6.4.     Liability for Incentive Compensation Payments. The Company or the Subsidiary, as the case may be, that employed the Participant at the commencement of a Performance Period shall be solely liable for any payments due to a Participant under the Plan with respect to such Performance Period.

 

Article VII.     MISCELLANEOUS

 

7.1.     No Assignment, etc. No compensation that may be payable under the Plan shall be subject in any manner to alienation, anticipation, sale, transfer (except by will or the laws of descent and distribution), assignment, pledge or encumbrance.

 

7.2.     No Right, Title or Interest in Company Assets. To the extent that any person acquires a right to receive payments from the Company or one of its Subsidiaries under this Plan, such rights shall be no greater than the rights of an unsecured creditor of the Company or the Subsidiary, as the case may be, and such person shall not have any rights in or against any specific assets of the Company or any of its Subsidiaries.

 

7.3.     No Right to Employment.

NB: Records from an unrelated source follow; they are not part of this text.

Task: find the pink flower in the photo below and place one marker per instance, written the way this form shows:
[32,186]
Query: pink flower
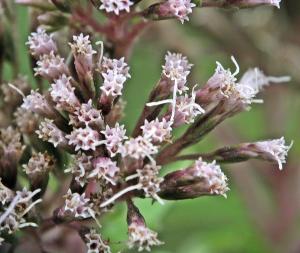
[41,43]
[104,168]
[84,138]
[157,131]
[116,6]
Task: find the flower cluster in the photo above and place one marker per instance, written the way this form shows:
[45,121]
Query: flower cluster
[15,206]
[80,117]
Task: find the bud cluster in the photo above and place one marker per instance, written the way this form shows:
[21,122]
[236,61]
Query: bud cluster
[80,118]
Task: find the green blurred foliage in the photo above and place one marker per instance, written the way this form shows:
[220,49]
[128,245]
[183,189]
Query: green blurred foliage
[209,224]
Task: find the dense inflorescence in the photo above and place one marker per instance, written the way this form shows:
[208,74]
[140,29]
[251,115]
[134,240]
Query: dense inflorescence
[72,130]
[76,119]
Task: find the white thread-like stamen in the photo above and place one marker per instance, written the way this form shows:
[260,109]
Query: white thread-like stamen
[162,102]
[16,89]
[236,65]
[131,177]
[10,208]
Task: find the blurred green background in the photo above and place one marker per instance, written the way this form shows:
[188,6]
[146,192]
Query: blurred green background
[261,212]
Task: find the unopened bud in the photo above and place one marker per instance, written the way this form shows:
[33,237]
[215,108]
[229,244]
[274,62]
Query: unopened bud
[201,179]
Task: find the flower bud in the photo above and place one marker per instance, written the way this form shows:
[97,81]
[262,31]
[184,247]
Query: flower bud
[95,244]
[48,131]
[63,94]
[140,236]
[201,179]
[115,6]
[271,150]
[26,121]
[41,43]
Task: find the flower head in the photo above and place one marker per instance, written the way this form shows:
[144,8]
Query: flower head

Participation in the Plan with respect to any Performance Period shall not give any person any right to remain in the employ of the Company or any of its Subsidiaries during such Performance Period or at any other time nor shall it give any person the right to be a Participant with respect to any other Performance Period. Neither this Plan nor any document referring to or created in connection with this Plan in any way shall affect the right of the Company and its Subsidiaries to terminate any employee at any time for any reason or no reason.

 

7.4.     Amendment and Termination. Subject to applicable law, the Board may at any time, with or without notice, amend, suspend or terminate the Plan, provided that no amendment that would require shareholder approval shall be effective without such shareholder approval.

 

7.5.      Section409A Compliance. This Plan and any and all awards and payments under or pursuant to the Plan are intended to comply with the requirements of Section 409A of the Code (“Section 409A") or applicable exemptions therefrom and shall be construed and administered in accordance with such intent. Notwithstanding any other provision of this Plan, payments provided under this Plan may only be made upon an event and in a manner that complies with Section 409A or an applicable exemption. Any payments under this Plan that may be excluded from Section 409A as a short-term deferral or otherwise shall be excluded from Section 409A to the maximum extent possible. For purposes of Section 409A, if any amounts payable under this Plan are payable in installments, each installment shall be treated as a separate payment. Under no circumstances shall any Participant or other payment recipient be permitted to designate the taxable year in which any payment is made under this Plan if such payment could be made in more than one taxable year.

 

7.6.      Tax Withholding. The Company and its Subsidiaries shall have the right to deduct and withhold from all payments under the Plan all sums required to be withheld by any applicable tax laws and regulations with respect to the payment of any compensation under the Plan.

 

7.7.     Governing Law. The Plan shall be governed by and construed in accordance with the laws of the State of Georgia, except to the extent that such laws may be preempted by federal law.

 

7.8.     Effective Date; Term. The Plan was originally effective as of June 1, 2000 and was amended and restated effective November 19, 2020. The amendment and restatement of the Plan shall not affect the validity of any compensation arrangement established pursuant to the terms of the Plan prior to such amendment and restatement. The Plan shall remain in effect until terminated by the Board.